One needs to be careful when generating the 32.768KHz signal. If it's used to clock a PLL internal to the clock's microcontroller then providing a the right pulse count, at the wrong frequency and interrupted, could result in poor or no clock operation. If it drives the display multiplexing there could be unpleasant "breathing" of the display intensity. If it just drives a counter, no big concern. 

(Me, I'd consider a small microcontroller that's crystal clocked at 8.388 MHz and divided down by 128 (+/-1 or 0) to create the required output edge. Also divide that by 256*256 to create a signal that gets compared to the 1 Hz reference. Based on the comparison adjust the (+/-1 or 0) for the next half cycle as need be to phase lock.)

Bob LaJeunesse

> Sent: Wednesday, October 19, 2016 at 7:15 PM
> From: "Mark Sims" <holrum at hotmail.com>
> To: "time-nuts at febo.com" <time-nuts at febo.com>
> Subject: [time-nuts] 1PPS to 32.768 khz
> Here's another way to do it for a wall clock display...   set up an oscillator/divider (or even a 555 timer) to generate a frequency close to, but faster than 65536 Hz.    Setup a 16 bit counter clocked by that signal.

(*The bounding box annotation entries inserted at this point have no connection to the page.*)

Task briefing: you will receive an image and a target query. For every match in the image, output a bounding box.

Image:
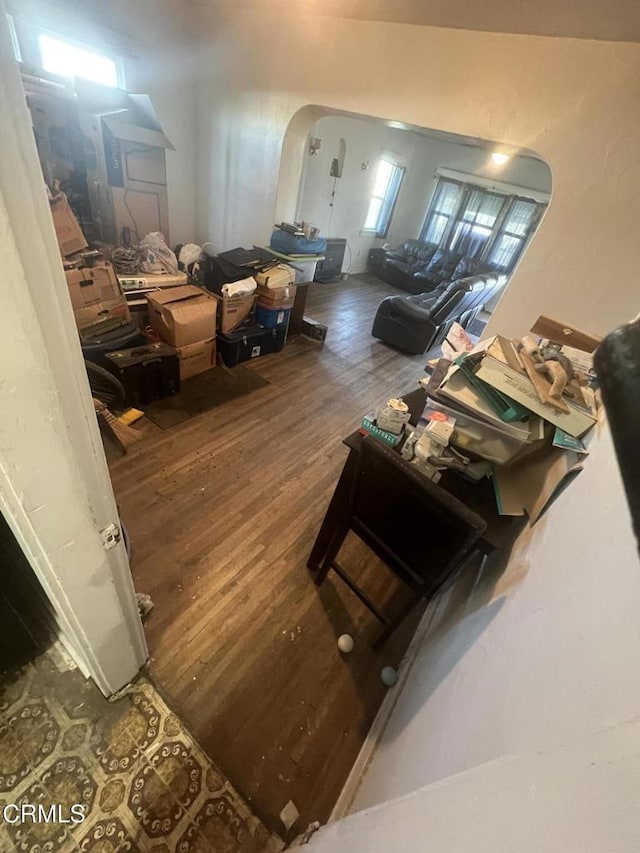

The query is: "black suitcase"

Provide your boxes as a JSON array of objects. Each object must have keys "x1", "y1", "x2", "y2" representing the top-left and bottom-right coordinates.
[
  {"x1": 105, "y1": 343, "x2": 180, "y2": 406},
  {"x1": 218, "y1": 326, "x2": 287, "y2": 367}
]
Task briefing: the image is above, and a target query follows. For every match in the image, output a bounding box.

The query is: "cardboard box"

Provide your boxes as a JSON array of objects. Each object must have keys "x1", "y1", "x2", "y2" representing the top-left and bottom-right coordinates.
[
  {"x1": 49, "y1": 195, "x2": 89, "y2": 258},
  {"x1": 493, "y1": 446, "x2": 583, "y2": 525},
  {"x1": 258, "y1": 284, "x2": 296, "y2": 308},
  {"x1": 178, "y1": 338, "x2": 216, "y2": 382},
  {"x1": 65, "y1": 261, "x2": 131, "y2": 334},
  {"x1": 216, "y1": 291, "x2": 256, "y2": 332},
  {"x1": 75, "y1": 80, "x2": 175, "y2": 245},
  {"x1": 254, "y1": 264, "x2": 296, "y2": 290},
  {"x1": 147, "y1": 285, "x2": 217, "y2": 349}
]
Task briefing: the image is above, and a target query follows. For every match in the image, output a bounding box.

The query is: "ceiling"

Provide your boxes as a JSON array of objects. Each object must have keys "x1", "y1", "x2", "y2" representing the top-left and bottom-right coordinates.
[{"x1": 206, "y1": 0, "x2": 640, "y2": 42}]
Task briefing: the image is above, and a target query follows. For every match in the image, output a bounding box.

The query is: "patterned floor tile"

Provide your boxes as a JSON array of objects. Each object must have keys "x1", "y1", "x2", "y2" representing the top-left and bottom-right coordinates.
[{"x1": 0, "y1": 655, "x2": 282, "y2": 853}]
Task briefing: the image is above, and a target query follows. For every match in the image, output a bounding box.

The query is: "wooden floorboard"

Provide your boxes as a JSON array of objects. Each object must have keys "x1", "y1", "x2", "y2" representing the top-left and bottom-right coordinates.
[{"x1": 111, "y1": 276, "x2": 424, "y2": 835}]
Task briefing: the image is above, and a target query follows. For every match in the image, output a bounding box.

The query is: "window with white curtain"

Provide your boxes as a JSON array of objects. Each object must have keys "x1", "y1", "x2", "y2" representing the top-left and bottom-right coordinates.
[
  {"x1": 363, "y1": 157, "x2": 405, "y2": 237},
  {"x1": 488, "y1": 198, "x2": 544, "y2": 270},
  {"x1": 420, "y1": 180, "x2": 462, "y2": 245},
  {"x1": 448, "y1": 189, "x2": 507, "y2": 258},
  {"x1": 38, "y1": 32, "x2": 122, "y2": 87},
  {"x1": 420, "y1": 178, "x2": 546, "y2": 273}
]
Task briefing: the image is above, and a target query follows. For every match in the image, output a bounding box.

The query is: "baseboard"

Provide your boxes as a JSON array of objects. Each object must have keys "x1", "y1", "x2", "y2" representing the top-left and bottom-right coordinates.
[
  {"x1": 327, "y1": 596, "x2": 447, "y2": 823},
  {"x1": 327, "y1": 561, "x2": 484, "y2": 823}
]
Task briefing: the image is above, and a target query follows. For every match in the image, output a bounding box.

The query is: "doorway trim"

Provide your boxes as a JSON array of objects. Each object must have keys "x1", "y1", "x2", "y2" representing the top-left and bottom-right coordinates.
[{"x1": 0, "y1": 5, "x2": 147, "y2": 695}]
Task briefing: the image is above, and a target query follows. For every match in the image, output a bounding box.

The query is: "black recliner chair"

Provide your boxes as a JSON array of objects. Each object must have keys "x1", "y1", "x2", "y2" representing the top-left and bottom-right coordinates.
[{"x1": 371, "y1": 276, "x2": 486, "y2": 355}]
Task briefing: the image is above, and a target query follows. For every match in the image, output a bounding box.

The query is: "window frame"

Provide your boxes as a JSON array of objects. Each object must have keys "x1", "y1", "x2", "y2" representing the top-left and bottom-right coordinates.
[
  {"x1": 419, "y1": 175, "x2": 548, "y2": 275},
  {"x1": 419, "y1": 177, "x2": 465, "y2": 245},
  {"x1": 487, "y1": 195, "x2": 546, "y2": 274},
  {"x1": 362, "y1": 154, "x2": 407, "y2": 238},
  {"x1": 33, "y1": 27, "x2": 125, "y2": 89}
]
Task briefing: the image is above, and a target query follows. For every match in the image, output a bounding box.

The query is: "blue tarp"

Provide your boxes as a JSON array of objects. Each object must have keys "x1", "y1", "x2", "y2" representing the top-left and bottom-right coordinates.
[{"x1": 269, "y1": 228, "x2": 327, "y2": 255}]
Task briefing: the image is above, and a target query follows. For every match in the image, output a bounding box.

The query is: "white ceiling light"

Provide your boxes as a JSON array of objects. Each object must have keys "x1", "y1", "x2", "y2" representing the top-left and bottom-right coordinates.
[{"x1": 491, "y1": 151, "x2": 511, "y2": 166}]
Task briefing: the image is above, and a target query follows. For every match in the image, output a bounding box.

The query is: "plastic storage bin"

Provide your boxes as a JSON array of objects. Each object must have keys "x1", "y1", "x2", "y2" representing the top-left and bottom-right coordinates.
[
  {"x1": 218, "y1": 326, "x2": 287, "y2": 367},
  {"x1": 256, "y1": 305, "x2": 291, "y2": 329}
]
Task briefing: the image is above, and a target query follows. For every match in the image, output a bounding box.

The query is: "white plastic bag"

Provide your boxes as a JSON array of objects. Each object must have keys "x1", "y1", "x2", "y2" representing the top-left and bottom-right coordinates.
[{"x1": 138, "y1": 231, "x2": 178, "y2": 275}]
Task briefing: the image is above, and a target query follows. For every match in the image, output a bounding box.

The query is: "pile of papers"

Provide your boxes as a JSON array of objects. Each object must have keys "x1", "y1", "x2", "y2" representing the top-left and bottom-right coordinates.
[{"x1": 424, "y1": 336, "x2": 598, "y2": 523}]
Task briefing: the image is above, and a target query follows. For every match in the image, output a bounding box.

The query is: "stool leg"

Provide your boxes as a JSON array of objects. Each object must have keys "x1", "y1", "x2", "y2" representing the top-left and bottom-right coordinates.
[
  {"x1": 371, "y1": 595, "x2": 423, "y2": 652},
  {"x1": 315, "y1": 525, "x2": 349, "y2": 586}
]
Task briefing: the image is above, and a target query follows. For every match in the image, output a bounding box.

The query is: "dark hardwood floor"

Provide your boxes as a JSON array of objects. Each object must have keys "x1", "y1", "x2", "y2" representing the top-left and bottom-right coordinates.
[{"x1": 111, "y1": 277, "x2": 425, "y2": 838}]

When the 1PPS signal arrives, start the counter.  After 65536 pulses the counter will overflow... stop the counter (and set up for the next 1PPS trigger) when that happens.   The Q0 output (lowest bit) from the counter will be a burst of 32768 pulses that repeats once a second.  Use that to drive your clock.   The slight pause between bursts of 32768 pulses will not be noticed on the clock display.